Narrowing down the landing site
There are several upcoming robotic missions to the moon in the coming years that could also provide valuable data on the candidate sites. Donaldson Hanna is the principal investigator of a lunar robotic mission launching in 2026 and part of the Lunar Trailblazer orbiter science team.
Trailblazer will launch next year, providing high-resolution maps of water ice on the moon's poles.
"Hopefully, we will have lots of Lunar Trailblazer data which will be at a higher spatial resolution and spectral resolution, which should allow us to better identify where water ice might be within these 13 candidate landing sites, and so maybe will help NASA down select to a smaller subset of those landing sites," Donaldson Hanna explained.
NASA's Volatiles Investigating Polar Exploration Rover (VIPER) rover will launch in 2024 and explore the Nobile Region of the South Pole. Nobile Rim 1 and 2 are both potential human landing sites.

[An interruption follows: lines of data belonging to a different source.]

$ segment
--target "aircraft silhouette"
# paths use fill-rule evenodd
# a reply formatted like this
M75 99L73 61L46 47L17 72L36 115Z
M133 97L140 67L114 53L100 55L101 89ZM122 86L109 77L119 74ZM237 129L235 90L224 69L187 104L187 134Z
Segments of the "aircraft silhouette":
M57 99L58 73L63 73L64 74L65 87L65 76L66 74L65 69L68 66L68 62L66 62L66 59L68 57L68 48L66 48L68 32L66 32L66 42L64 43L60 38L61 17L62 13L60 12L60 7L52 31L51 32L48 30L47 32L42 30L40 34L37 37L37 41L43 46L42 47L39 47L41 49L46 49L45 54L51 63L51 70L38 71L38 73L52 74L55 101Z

"They'll be able to see, as they rove about, the diversity in that landing site region, which should give some amount of ground truth to all of our remote sensing data," Donaldson Hanna said.
The Polar Resources Ice Mining Experiment-1 (PRIME-1) lander will conduct ice drilling and map resources near the Shackleton Crater. NASA has included several potential human-landing sites near the Shackleton Crater or on connecting ridges around the crater.
SpaceX was not part of the call with reporters Friday, but NASA officials said Starship's first demonstration mission would land in the South Pole but not necessarily in one of the 13 areas.
The uncrewed Artemis 1 launch is scheduled on Aug. 29 at 8:33 a.m. from Kennedy Space Center in Florida. Astronauts will orbit the moon during the next mission known as Artemis 2.
After Artemis 3, NASA and its partners will begin assembling the Gateway orbiting station in lunar orbit. That will serve as an outpost for astronauts to dock in Orion before heading down to the lunar surface.